Why do girls think they own the toilet? This week I was in a public bathroom — a public MENS bathroom — and two girls walked in while I was at the urinal. They laughed at my discomfort, and then loudly demanded that the man in one of the stalls “Hurry the fuck up.” Unfortunately for the young ladies I was just finishing, so as I zipped myself up I confronted them. Briefly, I promised them that if they wanted to play in the men’s room, I was more than willing to treat them as if they were the sex who were supposed to be in that room in the first place (and needed a lesson in manners.) I was bluffing of course — I don’t beat women — but I still can’t forget the look of shock and terror on their faces. What else on earth could they possibly have expected?
I once worked at a theater in Hollywood that had four bathrooms, two for the men, two for the ladies. On big events we had to turn one of the men’s bathrooms into a ladies because the girls would not only use the men’s bathroom anyway, but they would cut in front of the men in line to do it. The men would stoically endure and say nothing. Despite the unwarranted privileges we granted the women, ten to twelve times a night each of the employees would be still screamed at by some woman for giving all the bathrooms to the men.
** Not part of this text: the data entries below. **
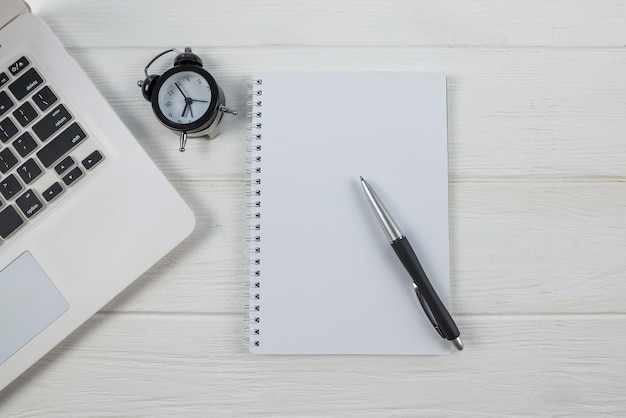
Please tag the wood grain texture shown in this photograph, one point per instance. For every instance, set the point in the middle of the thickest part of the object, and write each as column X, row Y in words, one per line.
column 512, row 114
column 537, row 98
column 155, row 365
column 516, row 248
column 455, row 23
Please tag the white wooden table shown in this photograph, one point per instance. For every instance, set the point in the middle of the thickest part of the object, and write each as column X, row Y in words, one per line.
column 537, row 139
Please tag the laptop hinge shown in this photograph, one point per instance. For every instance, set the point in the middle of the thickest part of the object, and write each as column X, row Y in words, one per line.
column 10, row 9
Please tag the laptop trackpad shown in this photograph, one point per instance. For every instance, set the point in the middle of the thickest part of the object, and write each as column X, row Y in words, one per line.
column 29, row 302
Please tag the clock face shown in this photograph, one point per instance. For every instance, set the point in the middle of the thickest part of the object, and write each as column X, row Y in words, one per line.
column 184, row 97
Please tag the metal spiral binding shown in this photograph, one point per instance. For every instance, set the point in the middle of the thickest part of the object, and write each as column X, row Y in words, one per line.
column 253, row 330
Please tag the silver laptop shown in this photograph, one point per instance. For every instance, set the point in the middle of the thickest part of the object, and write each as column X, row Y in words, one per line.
column 83, row 210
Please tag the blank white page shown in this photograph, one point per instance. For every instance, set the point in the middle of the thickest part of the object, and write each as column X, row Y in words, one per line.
column 330, row 283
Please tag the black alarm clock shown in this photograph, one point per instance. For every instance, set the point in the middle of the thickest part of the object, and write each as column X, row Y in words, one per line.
column 185, row 98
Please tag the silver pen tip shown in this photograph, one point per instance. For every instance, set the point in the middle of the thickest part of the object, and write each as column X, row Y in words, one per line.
column 458, row 343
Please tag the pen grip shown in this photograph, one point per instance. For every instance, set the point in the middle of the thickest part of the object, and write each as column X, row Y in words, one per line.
column 407, row 256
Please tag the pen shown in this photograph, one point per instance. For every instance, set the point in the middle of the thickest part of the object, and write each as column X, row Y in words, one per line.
column 428, row 298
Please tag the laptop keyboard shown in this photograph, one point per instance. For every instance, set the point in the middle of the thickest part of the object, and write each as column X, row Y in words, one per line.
column 44, row 149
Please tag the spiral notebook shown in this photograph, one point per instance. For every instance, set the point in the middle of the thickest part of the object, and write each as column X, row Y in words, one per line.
column 324, row 278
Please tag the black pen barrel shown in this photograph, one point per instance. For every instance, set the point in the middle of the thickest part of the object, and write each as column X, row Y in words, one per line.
column 407, row 256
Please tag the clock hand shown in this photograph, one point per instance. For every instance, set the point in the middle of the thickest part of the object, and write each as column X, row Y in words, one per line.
column 181, row 91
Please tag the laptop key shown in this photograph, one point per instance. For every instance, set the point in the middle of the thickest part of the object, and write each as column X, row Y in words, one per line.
column 26, row 84
column 72, row 176
column 4, row 78
column 10, row 221
column 62, row 167
column 25, row 144
column 5, row 103
column 29, row 171
column 25, row 114
column 8, row 160
column 29, row 204
column 7, row 130
column 52, row 192
column 61, row 145
column 44, row 98
column 19, row 65
column 52, row 122
column 10, row 187
column 92, row 159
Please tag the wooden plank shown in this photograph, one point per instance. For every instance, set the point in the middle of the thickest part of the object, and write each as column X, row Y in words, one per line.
column 454, row 23
column 515, row 248
column 154, row 365
column 512, row 114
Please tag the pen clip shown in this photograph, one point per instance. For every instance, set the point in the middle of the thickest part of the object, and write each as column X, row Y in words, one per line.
column 427, row 311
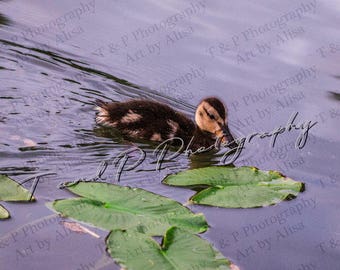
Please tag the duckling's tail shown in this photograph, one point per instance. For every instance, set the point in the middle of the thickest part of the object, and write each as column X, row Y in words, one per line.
column 102, row 116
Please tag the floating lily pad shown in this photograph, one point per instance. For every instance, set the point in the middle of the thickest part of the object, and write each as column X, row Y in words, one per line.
column 115, row 207
column 3, row 212
column 241, row 187
column 11, row 191
column 179, row 250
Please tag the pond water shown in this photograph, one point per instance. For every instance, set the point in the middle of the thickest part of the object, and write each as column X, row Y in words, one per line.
column 265, row 60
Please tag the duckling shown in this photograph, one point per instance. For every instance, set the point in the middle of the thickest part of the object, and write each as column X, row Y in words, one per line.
column 154, row 121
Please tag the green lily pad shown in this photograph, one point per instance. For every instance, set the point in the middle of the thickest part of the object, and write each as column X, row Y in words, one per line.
column 115, row 207
column 3, row 213
column 11, row 191
column 241, row 187
column 179, row 250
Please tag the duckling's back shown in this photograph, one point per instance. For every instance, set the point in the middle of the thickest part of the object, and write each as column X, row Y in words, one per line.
column 143, row 119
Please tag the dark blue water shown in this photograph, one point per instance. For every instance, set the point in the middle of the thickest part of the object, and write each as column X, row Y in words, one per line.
column 265, row 60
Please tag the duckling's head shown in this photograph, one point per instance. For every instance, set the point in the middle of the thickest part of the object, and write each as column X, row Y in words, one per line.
column 210, row 116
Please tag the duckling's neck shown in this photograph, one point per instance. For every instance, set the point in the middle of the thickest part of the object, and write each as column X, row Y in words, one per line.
column 201, row 139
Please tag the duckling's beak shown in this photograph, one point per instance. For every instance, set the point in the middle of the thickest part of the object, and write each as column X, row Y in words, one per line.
column 226, row 138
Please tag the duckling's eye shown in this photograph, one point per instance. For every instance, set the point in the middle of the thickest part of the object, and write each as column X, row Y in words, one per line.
column 212, row 117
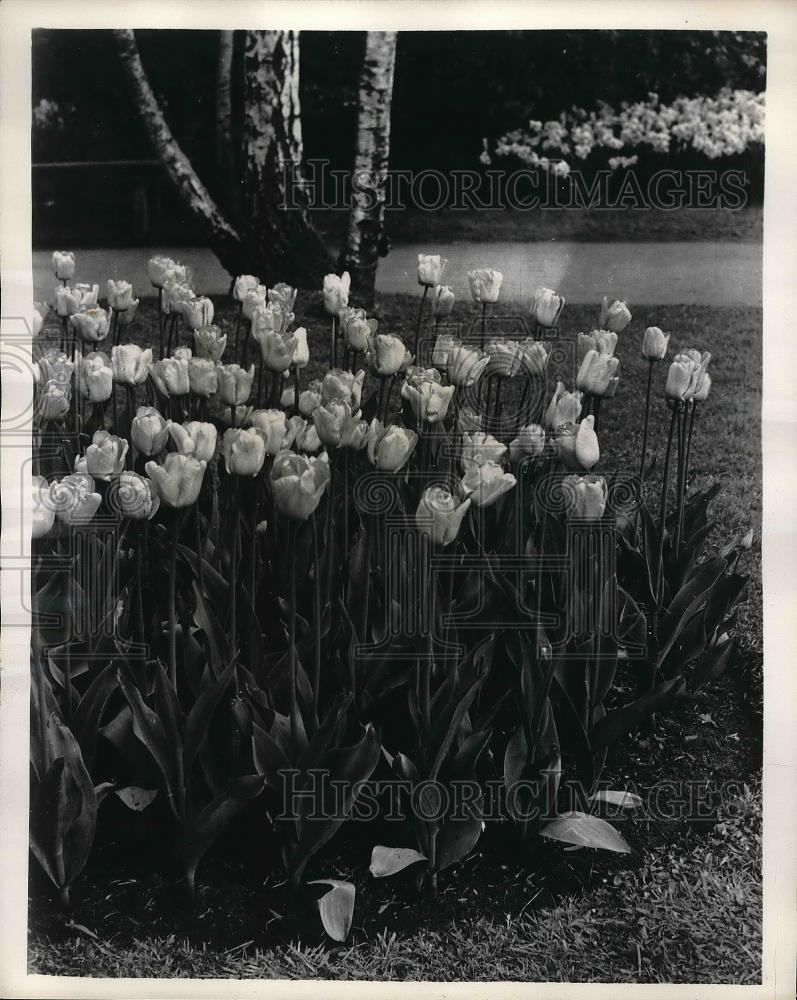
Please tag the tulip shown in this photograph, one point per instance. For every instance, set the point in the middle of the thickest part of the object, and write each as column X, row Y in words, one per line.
column 564, row 406
column 159, row 269
column 389, row 448
column 120, row 295
column 614, row 317
column 430, row 269
column 202, row 436
column 295, row 427
column 654, row 344
column 602, row 341
column 91, row 324
column 530, row 443
column 149, row 432
column 135, row 497
column 37, row 317
column 178, row 481
column 253, row 299
column 480, row 447
column 244, row 283
column 505, row 358
column 105, row 456
column 429, row 399
column 234, row 383
column 125, row 316
column 88, row 295
column 468, row 420
column 55, row 366
column 547, row 307
column 273, row 426
column 67, row 301
column 443, row 346
column 42, row 506
column 336, row 292
column 440, row 514
column 443, row 301
column 485, row 482
column 466, row 365
column 197, row 312
column 338, row 427
column 170, row 375
column 282, row 294
column 96, row 377
column 308, row 440
column 74, row 498
column 485, row 284
column 597, row 375
column 130, row 364
column 53, row 401
column 298, row 483
column 534, row 355
column 210, row 342
column 577, row 444
column 703, row 388
column 386, row 354
column 301, row 354
column 585, row 496
column 682, row 379
column 64, row 264
column 356, row 328
column 244, row 451
column 175, row 293
column 202, row 377
column 310, row 398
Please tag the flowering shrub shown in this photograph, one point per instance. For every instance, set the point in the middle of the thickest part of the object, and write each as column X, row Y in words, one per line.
column 725, row 125
column 275, row 592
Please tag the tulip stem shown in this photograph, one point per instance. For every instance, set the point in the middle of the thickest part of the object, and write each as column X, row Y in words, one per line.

I know a guy whose wife threw a bucket of water on him while he was asleep because he left the seat up. I know this because she boasted about it to an entire group of people while we were eating at a raucous pizza parlor. I asked her why she got so upset, because I just don’t understand the anger. She laughed and said, “Wait till you fall into the toilet in the middle of the night because some inconsiderate jerk left the seat up.”
I asked why she didn’t look where she put her bottom, and she looked at me like I was from Neptune and replied, “Because it was dark — DUH!”
“Why was it dark?” I asked, and just looked at her.
“You mean why didn’t I turn on the light, don’t you Mr. Professor?” she sneared, “because I woke up in the middle of the night and I wanted to go back to sleep and I didn’t want the light to wake me up.”
I thought about that for a second, and said, “OK . . . so if your husband wakes up in the middle of the night, chooses to leave the light off so he will remain sleepy, and assumes you left the seat up, then you are responsible for him whizzing all over the toilet?”
(If at this point you can imagine a group of henpecked husbands begin to laugh and cheer, while the wives, suddenly forced to do an impromtu balancing act on formerly sacred terra firma, begin to yell and try to shout me down, you have a good mental image of the scene.)
I waited for them to finish or at least quiet down some, so I could get a cogent argument out of them, but all they had to offer to the conversation was. “You don’t know what its like!”
To which I replied, “Thank God, your husbands are pretty hairy.”
This allowed a bit of laughter, and the conversation got back on track, so I was able to ask, “Why, what is it about being a woman that makes you not responsible for your actions? Are you not the equal of a man?”
This predictably brought more wailing and gnashing of teeth, but the response that got my attention was by an usually quiet young lady at the end of the table who peevishly said, “You try raising a child and then talk to me about responsibility.”
Rather than point out that I was probably just as good at changing diapers — the old kind, with pins — and testing to make sure the milk isn’t too hot, and had long ago proven myself more than capable of meeting all the other demands a young child imposes on it’s parents, I simply asked, “So you only teach your sons they are responsible for watching where they are going? Even when they are climbing trees, or learning to drive?”
You get the idea of how this conversation went, and the point is not to put down the ladies. The point of bringing this conversation up is say how much fun I had challenging received consensus and forcing a rethinking of an issue by people who think they have a religious mandate to dominate a physical thing by virtue of their place in society.
As you can imagine, none of the ladies were convinced of anything, but the men certainly began to look at the issue in a new light. I don’t know if that will keep my friend dry in his sleep, but at least I won’t have to hear some inconsiderate screech brag about bullying her husband. Sorry to tread on what you thought was your territory ladies, but either you are equal, or not.
ADDENDUM: I’ve since learned that each of the ladies present at the above encounter — all four of them — have decided that I am no longer welcome at any of their gatherings, that their husbands should no longer be my friends, and that one of the women insisted on it. I wasn’t surprised, I’ve had more than a few ex girlfriends try that ultimatum on me too, but I was surprised that all four men could be such slobbering dogs to their women. Perhaps they deserve to be bullied in their own homes, perhaps not. I certainly don’t claim to have all the answers, but I wish them all good luck: God knows they will need it.